This website provides only knowledge about methods of training. It does not replace the advice of a professional.

By far the most difficult position on the pitch, it requires physical strength, technique and a good mental ability. You need to be brave enough to run towards the attackers, and also to take the blame for goals scored against you.
As a footballer it is important to balance your training. As you get older, as a footballer, you tend to prioritize strength training over all else. But you must also train your touch, stamina and dribbling to be able to play at a high level. It is a common misconception that a defender does not need to know how to dribble or an attacker does not need to know how to defend. Every player must have some knowledge on every aspect of the game. They should be able to understand each other's struggles and be able to understand each other. So while you should be training your body to be in top form, you should also make sure to train your brain.

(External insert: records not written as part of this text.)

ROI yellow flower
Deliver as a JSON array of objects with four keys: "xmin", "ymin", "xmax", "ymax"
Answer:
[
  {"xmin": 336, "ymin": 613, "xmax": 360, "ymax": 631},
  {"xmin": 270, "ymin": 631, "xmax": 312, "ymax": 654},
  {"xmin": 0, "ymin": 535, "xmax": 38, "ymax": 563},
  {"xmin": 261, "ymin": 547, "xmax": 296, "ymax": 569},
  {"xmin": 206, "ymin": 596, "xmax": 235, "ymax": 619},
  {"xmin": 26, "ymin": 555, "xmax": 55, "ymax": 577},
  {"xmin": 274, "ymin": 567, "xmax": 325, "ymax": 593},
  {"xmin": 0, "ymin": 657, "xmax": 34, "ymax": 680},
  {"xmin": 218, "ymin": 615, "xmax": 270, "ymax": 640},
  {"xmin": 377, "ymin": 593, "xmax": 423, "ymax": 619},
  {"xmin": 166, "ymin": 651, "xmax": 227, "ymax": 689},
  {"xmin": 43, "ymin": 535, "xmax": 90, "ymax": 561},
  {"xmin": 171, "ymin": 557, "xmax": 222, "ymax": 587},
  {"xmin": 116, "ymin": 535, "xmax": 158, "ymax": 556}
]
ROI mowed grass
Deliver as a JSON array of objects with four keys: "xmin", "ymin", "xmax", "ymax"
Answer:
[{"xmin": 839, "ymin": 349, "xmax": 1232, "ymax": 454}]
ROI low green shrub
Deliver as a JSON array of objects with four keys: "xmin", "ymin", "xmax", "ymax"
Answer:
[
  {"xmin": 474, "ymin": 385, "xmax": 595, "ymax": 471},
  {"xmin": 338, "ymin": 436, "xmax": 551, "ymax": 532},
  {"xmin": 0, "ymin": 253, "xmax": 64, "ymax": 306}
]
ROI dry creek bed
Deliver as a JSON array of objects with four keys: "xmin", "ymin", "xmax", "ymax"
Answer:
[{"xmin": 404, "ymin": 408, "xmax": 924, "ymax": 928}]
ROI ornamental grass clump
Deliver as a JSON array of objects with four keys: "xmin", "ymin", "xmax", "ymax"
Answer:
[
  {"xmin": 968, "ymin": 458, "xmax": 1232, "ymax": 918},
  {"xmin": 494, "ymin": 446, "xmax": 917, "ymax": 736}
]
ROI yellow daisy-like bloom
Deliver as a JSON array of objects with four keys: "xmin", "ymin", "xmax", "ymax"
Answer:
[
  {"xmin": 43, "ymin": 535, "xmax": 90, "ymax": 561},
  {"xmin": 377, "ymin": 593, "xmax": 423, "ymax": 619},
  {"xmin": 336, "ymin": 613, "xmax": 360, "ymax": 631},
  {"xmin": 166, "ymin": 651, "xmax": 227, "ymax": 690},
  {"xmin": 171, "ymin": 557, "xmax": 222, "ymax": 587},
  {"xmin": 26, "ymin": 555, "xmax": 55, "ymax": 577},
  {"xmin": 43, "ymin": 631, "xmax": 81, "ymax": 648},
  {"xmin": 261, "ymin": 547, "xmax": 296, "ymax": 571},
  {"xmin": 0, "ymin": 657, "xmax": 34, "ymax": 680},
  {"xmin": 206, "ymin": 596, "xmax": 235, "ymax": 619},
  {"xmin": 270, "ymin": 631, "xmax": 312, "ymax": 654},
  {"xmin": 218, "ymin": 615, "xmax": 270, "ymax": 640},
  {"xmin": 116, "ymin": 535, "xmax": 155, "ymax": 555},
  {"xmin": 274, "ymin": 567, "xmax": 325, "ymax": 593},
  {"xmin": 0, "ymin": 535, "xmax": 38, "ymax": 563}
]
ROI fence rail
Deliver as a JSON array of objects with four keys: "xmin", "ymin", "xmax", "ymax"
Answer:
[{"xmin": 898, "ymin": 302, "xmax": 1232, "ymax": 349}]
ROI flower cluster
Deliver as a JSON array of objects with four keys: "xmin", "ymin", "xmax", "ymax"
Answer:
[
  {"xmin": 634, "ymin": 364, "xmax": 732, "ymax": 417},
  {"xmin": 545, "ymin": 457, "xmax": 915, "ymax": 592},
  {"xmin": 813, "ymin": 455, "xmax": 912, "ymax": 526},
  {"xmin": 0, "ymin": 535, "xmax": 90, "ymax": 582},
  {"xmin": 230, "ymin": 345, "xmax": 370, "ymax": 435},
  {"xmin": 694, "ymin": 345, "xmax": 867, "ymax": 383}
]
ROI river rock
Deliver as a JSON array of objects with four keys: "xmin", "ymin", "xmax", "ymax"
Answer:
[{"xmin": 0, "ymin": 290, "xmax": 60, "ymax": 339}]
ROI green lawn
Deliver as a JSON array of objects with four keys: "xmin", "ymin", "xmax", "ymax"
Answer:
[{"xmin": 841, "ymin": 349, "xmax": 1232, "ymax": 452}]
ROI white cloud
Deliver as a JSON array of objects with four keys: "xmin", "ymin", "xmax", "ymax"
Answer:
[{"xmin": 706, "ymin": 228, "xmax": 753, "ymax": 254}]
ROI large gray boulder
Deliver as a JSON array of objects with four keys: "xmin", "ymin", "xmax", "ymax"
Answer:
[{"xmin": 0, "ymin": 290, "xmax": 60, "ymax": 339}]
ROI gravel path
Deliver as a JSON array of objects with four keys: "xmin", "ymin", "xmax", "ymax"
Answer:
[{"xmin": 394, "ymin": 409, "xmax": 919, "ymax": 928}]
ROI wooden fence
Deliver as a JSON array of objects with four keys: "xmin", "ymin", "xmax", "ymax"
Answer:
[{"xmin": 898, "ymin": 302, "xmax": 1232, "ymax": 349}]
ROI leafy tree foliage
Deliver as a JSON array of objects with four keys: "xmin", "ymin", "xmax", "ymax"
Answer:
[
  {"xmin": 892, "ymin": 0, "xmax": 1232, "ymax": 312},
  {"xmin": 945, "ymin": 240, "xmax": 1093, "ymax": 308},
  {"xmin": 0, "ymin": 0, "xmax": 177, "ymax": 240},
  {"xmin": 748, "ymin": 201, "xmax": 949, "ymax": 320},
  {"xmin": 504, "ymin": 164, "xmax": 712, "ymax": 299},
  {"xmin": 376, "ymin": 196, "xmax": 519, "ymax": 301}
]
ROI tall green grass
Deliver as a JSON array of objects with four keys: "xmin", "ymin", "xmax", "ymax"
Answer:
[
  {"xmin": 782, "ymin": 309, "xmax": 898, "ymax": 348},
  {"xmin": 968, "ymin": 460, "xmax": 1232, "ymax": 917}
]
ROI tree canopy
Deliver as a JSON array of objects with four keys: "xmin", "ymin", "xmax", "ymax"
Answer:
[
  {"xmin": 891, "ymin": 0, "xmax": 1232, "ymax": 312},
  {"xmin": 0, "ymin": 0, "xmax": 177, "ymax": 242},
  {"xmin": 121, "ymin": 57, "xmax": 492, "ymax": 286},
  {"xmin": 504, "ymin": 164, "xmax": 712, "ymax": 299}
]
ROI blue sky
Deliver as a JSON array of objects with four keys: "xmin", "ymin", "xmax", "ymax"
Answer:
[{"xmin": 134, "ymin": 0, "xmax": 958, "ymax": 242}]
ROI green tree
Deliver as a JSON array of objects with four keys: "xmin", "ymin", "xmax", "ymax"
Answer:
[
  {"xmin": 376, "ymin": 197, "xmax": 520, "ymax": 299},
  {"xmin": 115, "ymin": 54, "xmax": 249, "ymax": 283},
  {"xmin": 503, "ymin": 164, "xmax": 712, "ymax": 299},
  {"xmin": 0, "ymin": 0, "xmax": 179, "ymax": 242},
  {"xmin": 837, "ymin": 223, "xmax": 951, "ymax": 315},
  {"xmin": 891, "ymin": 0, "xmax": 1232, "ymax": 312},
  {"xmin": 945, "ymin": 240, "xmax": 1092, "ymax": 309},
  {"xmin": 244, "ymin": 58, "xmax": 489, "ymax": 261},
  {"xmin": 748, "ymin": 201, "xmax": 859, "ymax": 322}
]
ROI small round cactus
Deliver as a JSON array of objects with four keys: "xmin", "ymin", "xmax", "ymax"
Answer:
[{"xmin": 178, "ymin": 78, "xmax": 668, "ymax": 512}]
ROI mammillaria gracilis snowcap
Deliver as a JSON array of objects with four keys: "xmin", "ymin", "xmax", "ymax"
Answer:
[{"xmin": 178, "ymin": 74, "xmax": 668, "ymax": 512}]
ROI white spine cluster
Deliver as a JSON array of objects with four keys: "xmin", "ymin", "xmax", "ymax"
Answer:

As a goalkeeper, you need to close the angle of the attackers shot by moving forward and extend your arms and legs to make yourself bigger. This lessens the chance of them shooting past you. The way you come out, and the speed at which you do it are up to you.
As a goalkeeper you need to be able to judge whether or not to come out of your goal.
Stamina is very important in football, the ability to keep running at the same speed the whole game, can put you above everyone else. It allows you to create more chances, more options for your teammates, and stop attacks throughout the game.
If you train two times a week, and have a match on the weekends, then you might not need to do any fitness training, however as the level increases, you might have to start doing cardio sessions. This can include going running, cycling or swimming. I advise doing something that you enjoy, as cardio can be tiring and if you don't enjoy it than you are less likely to stay consistent and increase your stamina.
It is important that you don't overdo it with the cardio. I advise not running after an intense training session or match, for this can result in injury. But still try to include at least 1 hour of cardio or sport inn your daily routine.